Protecting patient confidentiality is critically important. Electronic health information systems should be designed so that they include records of an individual’s treatment for alcohol and drug disorders. People want to be sure that access to their private health information is limited even as they take advantage of the better and more efficient care that electronic records promise.
- Working to ensure that there are meaningful privacy protections for individuals with substance use histories.
- Working with the Conrad Hilton Foundation to examine the implications of federal confidentiality laws for providers of youth substance use screening and brief intervention services.

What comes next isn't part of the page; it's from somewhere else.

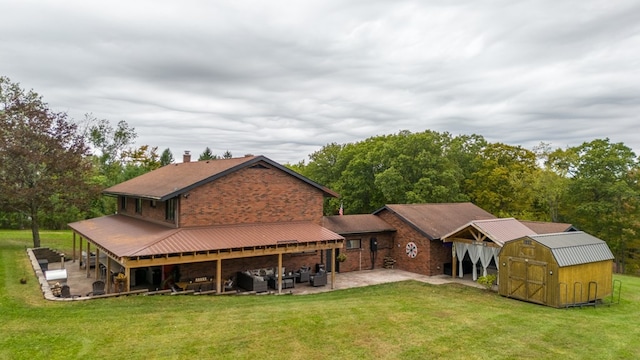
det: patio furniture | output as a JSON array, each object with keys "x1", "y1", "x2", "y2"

- Electronic records with substance use and mental health information: Electronic health information systems should be designed so that they include, and are constructed to allow health care providers appropriate access to, records of an individual’s treatment for alcohol and drug disorders.
- Electronic records that comply with confidentiality laws: Electronic record-keeping systems must be constructed and operate consistently with the requirements of the federal law and regulations (42 U.S.C. §290dd-2 and 42 C.F.R. Part 2). These rules require that an individual’s voluntary, informed and written consent must generally be obtained before protected information may be disclosed to others, including a patient’s other health care providers, who may have access to information in the system.
- Improved training on confidentiality: Protecting patient confidentiality is critically important. All health plans, providers, navigators, administrators and others who may have access to protected information should be trained on how that information may be shared in accordance with federal and state privacy laws.